# Tradewinds Members Groups?...



## Whirl (Apr 27, 2011)

I know there is a Facebook group  out there, but I don't have an account  (and I don't really want one). 

But, I do want to  learn  ( and share what I can) from other owners. There used to be a Yahoo group ( to which I belong), but I don't think that is very active, if used at all anymore. 

We are returning to the BVI this summmer after  many years,  taking a family cruise and I would love to find some others to ask questions about logistics, tips for cruising with young ones, to find out more about the "Tradewinds Experience" ( so that we can be prepared for the pitch!).

Any suggestions?... Or if there is anyone who would like to share on these topics, that would be great!

Thanks.
Whirl


----------



## JoyceFNP (Apr 27, 2011)

there is a facebook group.  My husband is on facebook, so I make him keep me updated!

I just got back from the BVI trip last month.  It was great!  What would you like to know?


----------



## Whirl (Apr 27, 2011)

JoyceFNP said:


> there is a facebook group.  My husband is on facebook, so I make him keep me updated!
> 
> I just got back from the BVI trip last month.  It was great!  What would you like to know?




Which ferry service did you take? Did you come in from STT? I have the links with the schedule and so far hope to catch the Road Town Fast ferry, since it goes direct Charlotte Amalie to Road Town. With the children in tow, efficiency is paramount. 
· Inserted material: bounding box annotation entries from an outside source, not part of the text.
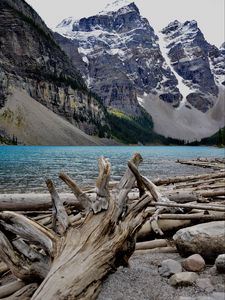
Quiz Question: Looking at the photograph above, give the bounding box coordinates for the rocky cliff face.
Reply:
[0,0,108,135]
[162,20,221,112]
[56,2,182,115]
[55,1,225,119]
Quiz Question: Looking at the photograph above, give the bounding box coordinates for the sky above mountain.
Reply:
[26,0,225,47]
I am also very interested in any details you can share about the structure and pricing of the Tradewinds Experience, which I understand is the latest rendition of membership they are selling. We have enjoyed our mini membership; we were/are traditional members from the first iteration of the program - bought a half membership of six cabins and using the last of htem now for this boat. They were very flexible in how we used are weeks, once we started having kids and couldn't make it, but if the kids really love this, then we may consider re-upping. I want to have the benefit of being able to research before I go, so any details would be appreciated.  You could PM me if you prefer. It does not matter to me, but some prefer to keep financial details more personal.
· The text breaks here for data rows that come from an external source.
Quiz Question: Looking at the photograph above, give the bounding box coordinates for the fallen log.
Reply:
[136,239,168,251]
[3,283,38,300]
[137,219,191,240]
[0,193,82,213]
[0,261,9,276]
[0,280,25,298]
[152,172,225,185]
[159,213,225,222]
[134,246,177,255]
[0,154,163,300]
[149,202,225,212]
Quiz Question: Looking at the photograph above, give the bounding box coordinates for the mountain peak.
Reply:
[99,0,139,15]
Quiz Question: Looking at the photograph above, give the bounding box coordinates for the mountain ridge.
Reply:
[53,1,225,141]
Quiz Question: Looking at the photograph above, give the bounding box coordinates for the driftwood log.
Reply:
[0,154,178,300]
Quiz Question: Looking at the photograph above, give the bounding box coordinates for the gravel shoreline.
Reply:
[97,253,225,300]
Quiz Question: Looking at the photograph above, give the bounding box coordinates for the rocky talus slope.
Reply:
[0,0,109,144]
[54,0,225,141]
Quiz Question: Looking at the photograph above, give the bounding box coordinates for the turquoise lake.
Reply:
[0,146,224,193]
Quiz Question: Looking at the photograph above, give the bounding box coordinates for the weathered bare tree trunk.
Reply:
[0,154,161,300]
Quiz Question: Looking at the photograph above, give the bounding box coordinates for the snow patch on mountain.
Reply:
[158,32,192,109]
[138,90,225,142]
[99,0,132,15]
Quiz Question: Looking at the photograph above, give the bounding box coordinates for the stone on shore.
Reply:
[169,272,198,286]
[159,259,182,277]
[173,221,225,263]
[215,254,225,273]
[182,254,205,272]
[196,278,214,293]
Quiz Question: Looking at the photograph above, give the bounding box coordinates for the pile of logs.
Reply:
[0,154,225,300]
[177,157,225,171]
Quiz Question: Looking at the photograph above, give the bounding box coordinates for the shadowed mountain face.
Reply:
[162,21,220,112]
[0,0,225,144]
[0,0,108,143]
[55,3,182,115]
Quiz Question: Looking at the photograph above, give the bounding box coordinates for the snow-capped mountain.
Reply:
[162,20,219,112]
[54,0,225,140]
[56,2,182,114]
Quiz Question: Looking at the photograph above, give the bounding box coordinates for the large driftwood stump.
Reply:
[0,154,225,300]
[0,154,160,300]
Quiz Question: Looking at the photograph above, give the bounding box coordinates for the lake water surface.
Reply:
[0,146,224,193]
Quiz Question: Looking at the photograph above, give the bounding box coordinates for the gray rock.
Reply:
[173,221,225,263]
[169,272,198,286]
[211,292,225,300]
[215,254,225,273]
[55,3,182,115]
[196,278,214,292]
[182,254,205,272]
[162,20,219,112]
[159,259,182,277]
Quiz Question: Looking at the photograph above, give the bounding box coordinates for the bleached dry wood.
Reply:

Many of my other questions revolve around cruising with young children, so if you were not on a family cruise, I am not sure you can answer those.

Thanks so much,
Whirl


----------



## Whirl (Apr 28, 2011)

*Did I post this on the wrong board?*

....or are there just not enough non-facebook Cruisers around????

Any thoughts appreciated.....
Whirl


----------



## SciTchr (Aug 24, 2015)

We flew into St Thomas the day before boarding our Tradewinds boat in Tortola. We spent the night at the Galleon House, which is a small, no frills place on Governemnt Hill. They had a great hot, free breakfast the next day on a pretty patio with a view. Quick cab ride to the Charlotte Amalie fast ferry to Road Town. When you get to the base you can drop off your luggage and walk over to a little restaurant next door and relax until time to board.there is a big grassy area for the kids to play.

We bought into Tradewinds Experience resale. I don't know how the previous club worked to compare.

Have not been on a Family Cruise, so can't comment.

PS I just saw the date on your post....2011. Guess this post won't help you.

I belong to Tradewinds Cruise Club Cruisers Facebook group. You have to ask to join. Lots and lots of info there.


----------



## SkyBlueWaters (Feb 24, 2016)

Where can I buy resale? Thanks.


----------